Politicians : The master plan decision finally goes to the political bosses. The Urban development Ministry in Maharashtra is always with the Chief Minister, for obvious reasons. No CM in recent memory has ever allowed UD to be wrenched away from his grasp. The Minister of state is a complete non-entity, with no knowledge of city (the last two incumbents were from village constituencies). Decisions are taken by politicians of all levels to change the no-development zone or to alter the roads -based on note and vote bank pressures, holistic planning be damned. So, any final plan made is subject to these pressures. DP plans are periodically amended and messed with - the difference between the original plan and the final product is absolutely shocking!

International Experts : Lost for ideas and travelling across the globe, the IAS officer feels envy and takes the shortest route. Catch the international experts. There are lots of these experts peddling their wares across the globe, selling some small success stories somewhere and trying to fit it wherever there is an opportunity. Masters at packaging, but no understanding of the context of the urban areas.

I wonder what would have happened if Gandhiji had come home to India from South Africa and hired international consultants for the civil war against the Britishers? There would have been hundreds of experts suggesting various methods of killing, death and bloodshed. Instead Gandhiji, travelled for 3 years within the length and breadth of the nation and created weapons based on the ethos and soul of the nation like non-violence, truth, renunciation, spirituality and such and therefore found resonance from all sections of indians. His entire strategy was going deep into the ethos of Indians and using best global communication practices of rail, newspaper etc, converted this longing for freedom into the World's greatest and unique movement.

Post independence, India adopted the political system running well in a small European country (Britain, but adjusted in India as a tool to extract maximum out of Indian slaves. Post independence, it then proceeded to load it with more slave-master relationship activities. Indian policy makers, not having created the system did not understand the same, did not know where the nuts and bolts of the system - hence could not amend or improve it (assuming that there is a will to alter it). We are paying a huge price for it as our governance is in a complete mess with Englishmen replaced by these Brown coconuts - brown outside and white inside :-).
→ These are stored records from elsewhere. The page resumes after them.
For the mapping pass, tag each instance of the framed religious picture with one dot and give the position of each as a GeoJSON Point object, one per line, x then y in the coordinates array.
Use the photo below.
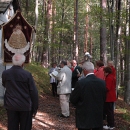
{"type": "Point", "coordinates": [17, 35]}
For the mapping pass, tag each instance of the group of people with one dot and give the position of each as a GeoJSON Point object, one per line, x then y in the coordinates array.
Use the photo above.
{"type": "Point", "coordinates": [92, 90]}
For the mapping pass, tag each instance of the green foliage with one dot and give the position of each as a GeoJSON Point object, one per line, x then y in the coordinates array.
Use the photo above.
{"type": "Point", "coordinates": [40, 76]}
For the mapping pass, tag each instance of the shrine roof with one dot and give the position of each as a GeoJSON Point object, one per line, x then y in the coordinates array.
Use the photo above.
{"type": "Point", "coordinates": [4, 4]}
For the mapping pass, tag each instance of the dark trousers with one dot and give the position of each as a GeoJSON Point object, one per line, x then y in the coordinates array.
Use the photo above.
{"type": "Point", "coordinates": [99, 128]}
{"type": "Point", "coordinates": [19, 120]}
{"type": "Point", "coordinates": [109, 113]}
{"type": "Point", "coordinates": [54, 89]}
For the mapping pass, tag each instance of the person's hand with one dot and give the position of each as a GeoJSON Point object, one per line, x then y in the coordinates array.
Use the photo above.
{"type": "Point", "coordinates": [34, 112]}
{"type": "Point", "coordinates": [78, 75]}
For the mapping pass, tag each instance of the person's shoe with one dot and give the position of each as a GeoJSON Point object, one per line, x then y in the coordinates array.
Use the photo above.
{"type": "Point", "coordinates": [111, 128]}
{"type": "Point", "coordinates": [106, 127]}
{"type": "Point", "coordinates": [61, 115]}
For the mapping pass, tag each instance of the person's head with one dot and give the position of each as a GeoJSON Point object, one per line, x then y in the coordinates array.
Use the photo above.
{"type": "Point", "coordinates": [18, 59]}
{"type": "Point", "coordinates": [110, 63]}
{"type": "Point", "coordinates": [87, 67]}
{"type": "Point", "coordinates": [74, 63]}
{"type": "Point", "coordinates": [107, 70]}
{"type": "Point", "coordinates": [99, 63]}
{"type": "Point", "coordinates": [54, 65]}
{"type": "Point", "coordinates": [63, 63]}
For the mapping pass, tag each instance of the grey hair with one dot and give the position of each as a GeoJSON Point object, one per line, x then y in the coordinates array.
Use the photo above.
{"type": "Point", "coordinates": [89, 66]}
{"type": "Point", "coordinates": [64, 62]}
{"type": "Point", "coordinates": [18, 59]}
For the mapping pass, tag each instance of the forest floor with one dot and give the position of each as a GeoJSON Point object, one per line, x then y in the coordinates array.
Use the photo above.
{"type": "Point", "coordinates": [49, 108]}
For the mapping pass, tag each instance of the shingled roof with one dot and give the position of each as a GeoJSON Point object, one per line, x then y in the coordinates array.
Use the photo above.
{"type": "Point", "coordinates": [5, 3]}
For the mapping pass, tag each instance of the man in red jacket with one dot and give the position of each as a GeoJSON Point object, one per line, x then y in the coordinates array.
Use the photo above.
{"type": "Point", "coordinates": [110, 98]}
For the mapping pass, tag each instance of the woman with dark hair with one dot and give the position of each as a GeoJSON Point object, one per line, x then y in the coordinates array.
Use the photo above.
{"type": "Point", "coordinates": [99, 73]}
{"type": "Point", "coordinates": [53, 81]}
{"type": "Point", "coordinates": [110, 98]}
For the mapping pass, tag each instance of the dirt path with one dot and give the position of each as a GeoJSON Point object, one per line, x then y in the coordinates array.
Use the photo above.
{"type": "Point", "coordinates": [49, 108]}
{"type": "Point", "coordinates": [47, 119]}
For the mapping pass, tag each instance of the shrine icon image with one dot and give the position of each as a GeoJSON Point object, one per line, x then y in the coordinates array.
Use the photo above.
{"type": "Point", "coordinates": [17, 35]}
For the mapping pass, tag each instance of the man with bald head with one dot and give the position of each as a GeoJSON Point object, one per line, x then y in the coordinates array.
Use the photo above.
{"type": "Point", "coordinates": [89, 98]}
{"type": "Point", "coordinates": [76, 72]}
{"type": "Point", "coordinates": [21, 95]}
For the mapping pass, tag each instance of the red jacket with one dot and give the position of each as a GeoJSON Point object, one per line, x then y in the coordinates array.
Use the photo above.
{"type": "Point", "coordinates": [99, 73]}
{"type": "Point", "coordinates": [113, 71]}
{"type": "Point", "coordinates": [111, 88]}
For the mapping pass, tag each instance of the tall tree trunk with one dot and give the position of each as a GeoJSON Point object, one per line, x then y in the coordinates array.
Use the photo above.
{"type": "Point", "coordinates": [103, 41]}
{"type": "Point", "coordinates": [117, 45]}
{"type": "Point", "coordinates": [34, 32]}
{"type": "Point", "coordinates": [75, 53]}
{"type": "Point", "coordinates": [61, 33]}
{"type": "Point", "coordinates": [127, 59]}
{"type": "Point", "coordinates": [110, 4]}
{"type": "Point", "coordinates": [86, 31]}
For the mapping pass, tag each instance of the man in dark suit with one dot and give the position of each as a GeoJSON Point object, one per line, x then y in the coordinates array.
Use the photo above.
{"type": "Point", "coordinates": [21, 95]}
{"type": "Point", "coordinates": [89, 97]}
{"type": "Point", "coordinates": [76, 72]}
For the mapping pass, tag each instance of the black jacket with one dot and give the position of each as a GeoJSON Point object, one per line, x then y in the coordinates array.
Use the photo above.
{"type": "Point", "coordinates": [89, 97]}
{"type": "Point", "coordinates": [21, 93]}
{"type": "Point", "coordinates": [74, 75]}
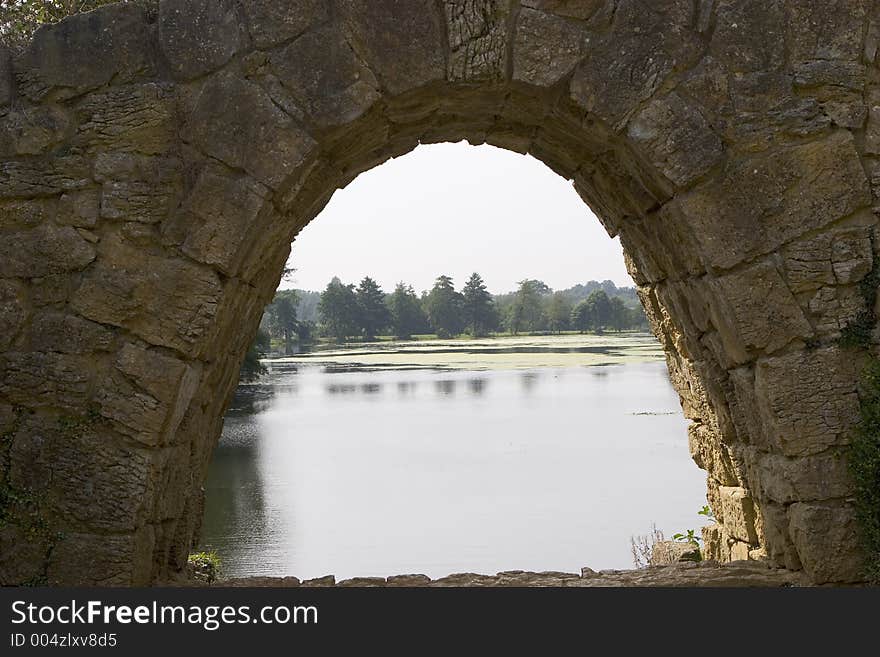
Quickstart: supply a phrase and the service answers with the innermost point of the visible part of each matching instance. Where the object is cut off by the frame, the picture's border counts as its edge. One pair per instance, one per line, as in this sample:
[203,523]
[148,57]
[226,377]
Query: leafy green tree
[444,308]
[338,309]
[581,317]
[558,312]
[619,316]
[526,313]
[407,316]
[600,309]
[19,19]
[252,368]
[282,317]
[477,306]
[373,315]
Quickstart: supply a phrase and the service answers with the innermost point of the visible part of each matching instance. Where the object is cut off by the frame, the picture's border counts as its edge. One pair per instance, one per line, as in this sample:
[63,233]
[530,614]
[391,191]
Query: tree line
[345,312]
[19,19]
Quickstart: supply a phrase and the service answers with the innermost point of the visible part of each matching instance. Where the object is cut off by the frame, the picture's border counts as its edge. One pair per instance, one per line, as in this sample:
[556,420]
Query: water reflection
[529,380]
[445,387]
[457,471]
[477,386]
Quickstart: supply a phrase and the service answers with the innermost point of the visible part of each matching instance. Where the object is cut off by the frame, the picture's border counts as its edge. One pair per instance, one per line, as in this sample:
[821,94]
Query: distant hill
[307,309]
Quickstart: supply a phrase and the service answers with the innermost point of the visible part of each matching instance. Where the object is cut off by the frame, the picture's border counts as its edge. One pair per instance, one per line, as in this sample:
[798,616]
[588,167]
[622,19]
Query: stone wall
[157,160]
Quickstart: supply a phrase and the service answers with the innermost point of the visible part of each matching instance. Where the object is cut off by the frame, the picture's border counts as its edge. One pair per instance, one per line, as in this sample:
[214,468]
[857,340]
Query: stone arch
[156,161]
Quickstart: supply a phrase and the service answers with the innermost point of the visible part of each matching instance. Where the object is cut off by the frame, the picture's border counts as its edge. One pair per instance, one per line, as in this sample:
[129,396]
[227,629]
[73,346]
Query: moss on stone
[864,466]
[857,333]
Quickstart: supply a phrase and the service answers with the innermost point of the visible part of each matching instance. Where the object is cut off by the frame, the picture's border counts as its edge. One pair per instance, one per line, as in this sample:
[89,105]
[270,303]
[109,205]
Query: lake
[457,456]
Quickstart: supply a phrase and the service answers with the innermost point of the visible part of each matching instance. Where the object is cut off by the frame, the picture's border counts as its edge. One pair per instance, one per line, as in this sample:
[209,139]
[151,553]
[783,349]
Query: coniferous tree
[282,317]
[478,307]
[338,310]
[407,316]
[600,309]
[372,313]
[558,313]
[444,308]
[526,313]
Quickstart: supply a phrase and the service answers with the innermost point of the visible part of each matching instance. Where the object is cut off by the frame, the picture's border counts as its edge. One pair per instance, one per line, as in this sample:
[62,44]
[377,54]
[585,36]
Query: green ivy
[864,467]
[858,332]
[204,566]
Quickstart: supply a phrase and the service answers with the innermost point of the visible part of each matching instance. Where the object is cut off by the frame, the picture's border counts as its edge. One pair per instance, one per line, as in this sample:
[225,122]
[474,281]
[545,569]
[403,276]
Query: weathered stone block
[749,35]
[43,177]
[764,201]
[33,130]
[806,401]
[581,9]
[120,290]
[754,311]
[99,559]
[13,312]
[546,48]
[677,138]
[401,40]
[138,118]
[86,51]
[708,452]
[839,88]
[832,29]
[198,36]
[325,77]
[832,309]
[6,83]
[785,480]
[626,67]
[139,188]
[738,512]
[236,122]
[147,394]
[218,218]
[477,32]
[667,552]
[22,557]
[773,532]
[79,209]
[827,540]
[274,21]
[838,257]
[45,379]
[68,334]
[43,250]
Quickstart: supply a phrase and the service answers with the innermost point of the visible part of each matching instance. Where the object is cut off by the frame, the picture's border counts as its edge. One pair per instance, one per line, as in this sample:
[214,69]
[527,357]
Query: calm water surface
[361,471]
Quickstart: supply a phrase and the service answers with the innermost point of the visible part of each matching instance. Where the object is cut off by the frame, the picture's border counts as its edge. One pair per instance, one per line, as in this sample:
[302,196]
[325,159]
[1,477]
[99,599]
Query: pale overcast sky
[454,209]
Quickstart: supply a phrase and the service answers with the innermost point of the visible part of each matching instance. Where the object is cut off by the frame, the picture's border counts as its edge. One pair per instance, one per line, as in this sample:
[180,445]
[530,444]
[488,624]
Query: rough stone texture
[154,168]
[86,51]
[325,77]
[402,40]
[198,36]
[269,145]
[546,48]
[706,573]
[274,21]
[764,201]
[666,552]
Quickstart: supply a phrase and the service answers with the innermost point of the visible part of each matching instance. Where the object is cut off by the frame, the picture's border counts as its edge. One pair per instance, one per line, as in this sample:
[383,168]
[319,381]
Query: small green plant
[857,334]
[204,566]
[864,467]
[690,537]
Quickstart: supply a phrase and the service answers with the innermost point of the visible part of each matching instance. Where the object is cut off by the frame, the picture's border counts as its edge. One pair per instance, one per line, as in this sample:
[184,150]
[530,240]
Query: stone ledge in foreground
[702,574]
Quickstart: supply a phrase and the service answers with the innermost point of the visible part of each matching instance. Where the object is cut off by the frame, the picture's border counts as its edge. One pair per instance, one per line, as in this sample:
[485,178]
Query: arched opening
[154,173]
[545,451]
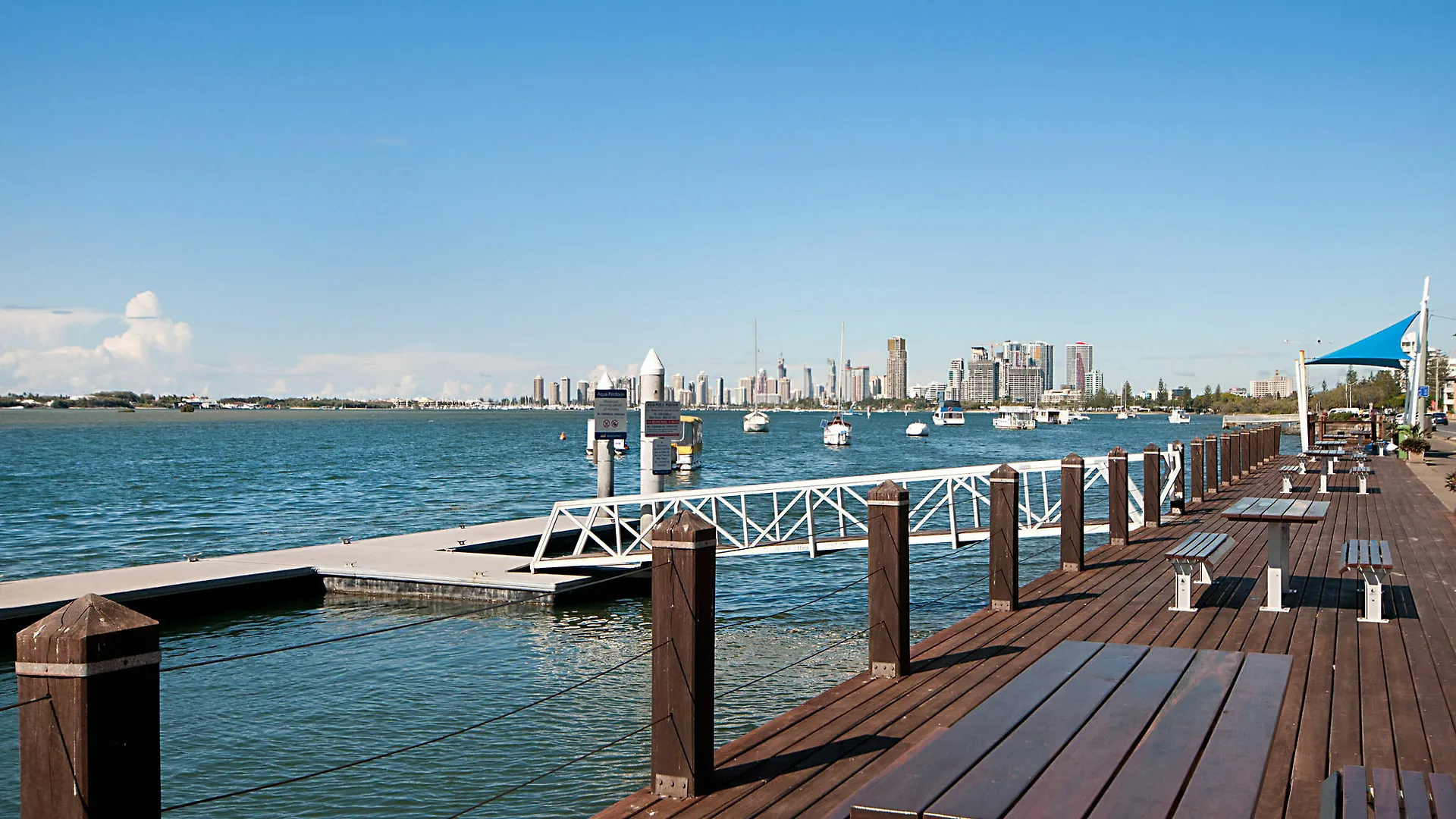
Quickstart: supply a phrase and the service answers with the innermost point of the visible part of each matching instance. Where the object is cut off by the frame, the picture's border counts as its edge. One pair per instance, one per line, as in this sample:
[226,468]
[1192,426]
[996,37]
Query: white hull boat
[1014,419]
[756,422]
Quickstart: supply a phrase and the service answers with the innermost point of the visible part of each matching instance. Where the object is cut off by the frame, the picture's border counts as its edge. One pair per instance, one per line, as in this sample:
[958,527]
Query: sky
[449,199]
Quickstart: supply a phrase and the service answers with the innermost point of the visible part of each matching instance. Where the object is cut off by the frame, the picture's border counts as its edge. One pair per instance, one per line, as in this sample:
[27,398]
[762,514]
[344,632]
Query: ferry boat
[1014,419]
[1049,416]
[688,450]
[948,414]
[756,422]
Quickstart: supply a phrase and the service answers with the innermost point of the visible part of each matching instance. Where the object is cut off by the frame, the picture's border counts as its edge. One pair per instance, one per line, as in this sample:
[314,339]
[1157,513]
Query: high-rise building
[1043,356]
[982,382]
[896,369]
[1021,384]
[956,379]
[1079,363]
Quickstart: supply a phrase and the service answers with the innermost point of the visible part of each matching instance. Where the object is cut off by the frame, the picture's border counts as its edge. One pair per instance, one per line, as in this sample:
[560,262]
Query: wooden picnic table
[1277,515]
[1101,730]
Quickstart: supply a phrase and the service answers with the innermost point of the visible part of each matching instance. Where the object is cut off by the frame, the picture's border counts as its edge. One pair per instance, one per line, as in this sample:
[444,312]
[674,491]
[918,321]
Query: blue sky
[431,199]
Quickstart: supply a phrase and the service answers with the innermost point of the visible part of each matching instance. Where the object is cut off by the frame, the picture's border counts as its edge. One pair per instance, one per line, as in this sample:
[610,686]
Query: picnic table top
[1280,510]
[1100,729]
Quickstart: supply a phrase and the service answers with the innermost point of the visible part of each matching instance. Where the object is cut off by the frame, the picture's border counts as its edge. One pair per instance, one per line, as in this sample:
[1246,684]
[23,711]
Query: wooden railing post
[1005,539]
[889,580]
[1074,518]
[1152,485]
[683,589]
[1117,497]
[1196,468]
[1210,455]
[1180,479]
[93,746]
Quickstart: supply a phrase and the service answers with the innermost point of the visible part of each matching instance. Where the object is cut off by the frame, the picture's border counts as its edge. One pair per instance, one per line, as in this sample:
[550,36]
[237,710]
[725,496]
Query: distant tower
[896,369]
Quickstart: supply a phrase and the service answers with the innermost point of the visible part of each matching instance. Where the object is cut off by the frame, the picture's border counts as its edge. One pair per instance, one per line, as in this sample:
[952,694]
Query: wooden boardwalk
[1359,694]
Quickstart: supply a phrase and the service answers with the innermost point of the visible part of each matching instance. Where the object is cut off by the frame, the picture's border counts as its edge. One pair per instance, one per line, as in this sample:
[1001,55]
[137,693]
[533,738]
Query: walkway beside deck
[1360,694]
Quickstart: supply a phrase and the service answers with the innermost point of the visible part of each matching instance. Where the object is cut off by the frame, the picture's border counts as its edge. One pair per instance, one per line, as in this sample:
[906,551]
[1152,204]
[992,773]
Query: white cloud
[152,349]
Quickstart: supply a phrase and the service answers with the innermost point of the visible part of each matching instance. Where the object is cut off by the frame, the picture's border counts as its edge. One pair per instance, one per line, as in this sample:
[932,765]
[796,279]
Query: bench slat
[1232,765]
[1386,795]
[943,761]
[1417,805]
[1153,774]
[1443,796]
[1002,776]
[1074,781]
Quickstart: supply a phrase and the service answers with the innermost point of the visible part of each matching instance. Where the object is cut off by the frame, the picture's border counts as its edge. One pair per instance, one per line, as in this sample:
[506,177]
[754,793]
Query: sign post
[609,423]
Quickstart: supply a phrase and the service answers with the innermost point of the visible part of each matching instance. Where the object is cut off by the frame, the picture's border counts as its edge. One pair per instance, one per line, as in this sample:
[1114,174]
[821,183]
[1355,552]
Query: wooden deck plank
[1359,694]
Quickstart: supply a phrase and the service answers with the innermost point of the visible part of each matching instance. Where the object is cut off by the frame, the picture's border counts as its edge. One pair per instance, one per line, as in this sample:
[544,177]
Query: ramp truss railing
[946,506]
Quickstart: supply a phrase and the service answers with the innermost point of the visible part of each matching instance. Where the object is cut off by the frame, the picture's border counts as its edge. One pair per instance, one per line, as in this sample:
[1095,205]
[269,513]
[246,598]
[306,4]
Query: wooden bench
[1191,560]
[1372,561]
[1346,795]
[1362,472]
[1098,730]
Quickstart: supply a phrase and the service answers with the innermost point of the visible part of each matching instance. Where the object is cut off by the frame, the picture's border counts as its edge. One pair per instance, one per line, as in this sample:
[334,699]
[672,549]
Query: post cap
[890,491]
[1005,472]
[685,529]
[88,630]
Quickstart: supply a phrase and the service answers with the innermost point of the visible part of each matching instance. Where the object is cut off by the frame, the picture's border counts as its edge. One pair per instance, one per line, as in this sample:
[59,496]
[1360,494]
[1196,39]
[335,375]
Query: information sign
[612,414]
[661,457]
[660,420]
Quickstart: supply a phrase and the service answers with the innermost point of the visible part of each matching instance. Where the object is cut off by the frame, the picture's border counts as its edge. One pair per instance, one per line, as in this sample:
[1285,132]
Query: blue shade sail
[1379,350]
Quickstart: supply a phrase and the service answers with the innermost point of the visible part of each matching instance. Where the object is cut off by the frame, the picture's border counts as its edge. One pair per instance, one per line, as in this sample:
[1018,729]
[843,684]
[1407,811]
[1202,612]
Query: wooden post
[889,580]
[1117,497]
[1152,485]
[1210,455]
[1005,538]
[1074,531]
[93,748]
[1177,497]
[683,589]
[1196,468]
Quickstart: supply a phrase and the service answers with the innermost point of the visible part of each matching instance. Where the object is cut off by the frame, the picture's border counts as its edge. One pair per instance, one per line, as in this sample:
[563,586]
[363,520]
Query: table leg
[1277,548]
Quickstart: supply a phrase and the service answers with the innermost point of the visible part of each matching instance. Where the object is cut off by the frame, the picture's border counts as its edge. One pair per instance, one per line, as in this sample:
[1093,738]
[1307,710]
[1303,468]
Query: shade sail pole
[1302,376]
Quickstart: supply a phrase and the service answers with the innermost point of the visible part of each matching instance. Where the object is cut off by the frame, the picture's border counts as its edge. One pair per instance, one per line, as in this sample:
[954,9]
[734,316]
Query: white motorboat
[756,422]
[836,431]
[948,414]
[1050,416]
[1014,419]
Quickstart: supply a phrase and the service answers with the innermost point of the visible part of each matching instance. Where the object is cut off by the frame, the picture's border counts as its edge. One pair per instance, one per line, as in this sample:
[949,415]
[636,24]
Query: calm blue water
[83,490]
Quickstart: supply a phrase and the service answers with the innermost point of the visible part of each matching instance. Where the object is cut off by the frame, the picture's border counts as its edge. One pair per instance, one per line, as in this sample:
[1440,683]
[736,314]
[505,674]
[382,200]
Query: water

Blindly following international experts without understanding the country, its people, its culture, its ethos, its soul and without any mechanism to understand and engage with the people is one of the biggest mistake we shall make. In Vedic times we had a special Veda on Urban Planning called the "Sthapatya Veda" which had some great knowledge about urban grids, drainage, usage of the five elements, the sun, the wind and such beautiful concepts. Mohenjodaro and Harappa were some of the cities which were far ahead in these concepts. What we need is to extract that knowledge and using best global practices create an Indian, unique urban plan. A plan that is people centric, not built structure centric, not aesthetic centric. A master plan that takes the minds and hearts of the people, not an imported, non-contextual plan.

For example, this latest nonsensical approach of not planning parking areas in new plans to discourage cars. It is like telling a newlywed couple to desist from having children as there is a population explosion or creating a nation where children are so badly treated that people would stop having children.

Aspiration levels of Indians cannot be compared with those in Japan or USA. My son's first salary will be used by him to buy a car. Now, if i tell him to desist because there is no parking, my decision will lead to a kick on my backside. His greatest desire is to buy a car and if he has to double park on the street, he will do so. Planners will have to consider these aspirations. Without a proper non-auto mass transit system, if we start punishing people for owning cars, we are being stupid. Democracies cannot be run by sticks, we need to incentivise people by offering better solutions so that lesser private vehicles are used.

The question is : whose Mumbai is it? The people of the city or its "Angrez" decision makers? Is it a surprise that it is in complete mess?